6 La Commission ajoutait à cet égard que, "étant donné que les régimes légaux de sécurité sociale obligatoire existant dans les États membres ne sont dès lors pas visés par les directives communautaires sur l'assurance dommages, les États membres demeurent compétents, dans les limites des règles du traité sur l'Union européenne, pour les organiser de la manière qu'ils estiment la plus adéquate et pour fixer, par exemple, l'étendue de leur couverture, les catégories de personnes ou d'activités qui tombent dans le champ de ces régimes, ou l'organisation et la structure du régime de sécurité sociale".
7 Selon la Commission, ce serait dans ce contexte que devrait être interprété l'article 54 de la troisième directive assurance non-vie.
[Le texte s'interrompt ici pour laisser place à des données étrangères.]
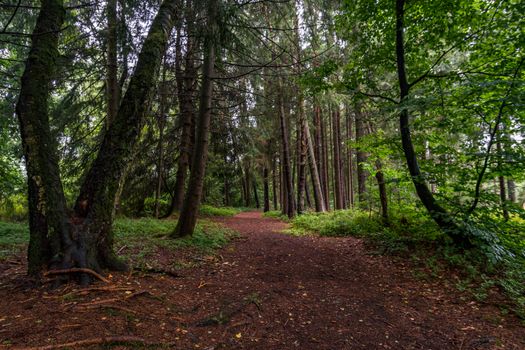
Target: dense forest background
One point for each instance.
(402, 114)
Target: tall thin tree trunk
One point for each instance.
(362, 174)
(325, 175)
(287, 173)
(49, 232)
(266, 189)
(255, 194)
(112, 84)
(188, 218)
(161, 121)
(316, 182)
(302, 150)
(337, 159)
(512, 190)
(185, 87)
(383, 198)
(350, 170)
(274, 180)
(438, 213)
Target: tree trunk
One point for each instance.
(161, 121)
(94, 206)
(112, 84)
(287, 173)
(337, 159)
(501, 180)
(438, 213)
(274, 180)
(361, 157)
(350, 170)
(266, 189)
(512, 190)
(190, 208)
(185, 83)
(325, 176)
(383, 198)
(302, 149)
(49, 231)
(255, 194)
(316, 183)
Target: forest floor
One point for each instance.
(264, 290)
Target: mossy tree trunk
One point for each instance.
(440, 215)
(83, 239)
(185, 84)
(49, 230)
(94, 206)
(190, 207)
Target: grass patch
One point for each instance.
(208, 210)
(416, 237)
(13, 238)
(277, 214)
(139, 239)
Cet article viserait la situation particulière de certains États membres en matière de couverture des risques "maladie", à savoir ceux dont le système de sécurité sociale prévoit que, dans certains cas bien précis, certaines catégories de personnes peuvent faire couvrir leurs risques "maladie" par une entreprise d'assurance privée, plutôt que par une caisse de maladie dans le cadre d'un régime d'affiliation obligatoire.
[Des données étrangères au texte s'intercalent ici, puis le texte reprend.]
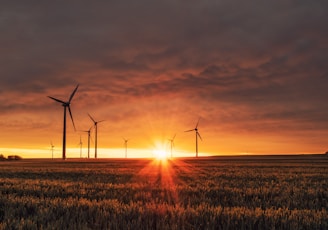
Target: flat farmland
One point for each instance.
(253, 192)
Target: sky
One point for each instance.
(254, 73)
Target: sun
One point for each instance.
(160, 154)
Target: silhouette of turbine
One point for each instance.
(197, 135)
(96, 132)
(66, 105)
(172, 143)
(80, 144)
(88, 131)
(52, 149)
(126, 146)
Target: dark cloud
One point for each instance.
(247, 64)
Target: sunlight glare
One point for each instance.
(159, 154)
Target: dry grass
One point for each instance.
(210, 193)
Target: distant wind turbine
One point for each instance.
(197, 135)
(126, 146)
(66, 105)
(80, 146)
(88, 131)
(52, 149)
(172, 143)
(96, 132)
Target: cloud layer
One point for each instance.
(255, 72)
8 Quant à la thèse du requérant selon laquelle les deux directives auraient supprimé le monopole des caisses de maladie en matière d'assurance, la Commission a précisé que, si selon l'article 3 de la troisième directive assurance non-vie, les États membres devaient prendre toutes les dispositions pour que les monopoles concernant l'accès à l'activité de certaines branches d'assurance, accordés aux organismes établis sur leur territoire et visés à l'article 4 de la directive 73-239, du 24 juillet 1973, précitée, disparaissent avant le 1er juillet 1994, les activités visées par cette disposition étaient celles qui ne relevaient pas d'un régime légal de sécurité sociale. Selon la Commission, les régimes légaux de sécurité sociale obligatoires des États membres n'étaient, par conséquent, pas visés par les directives.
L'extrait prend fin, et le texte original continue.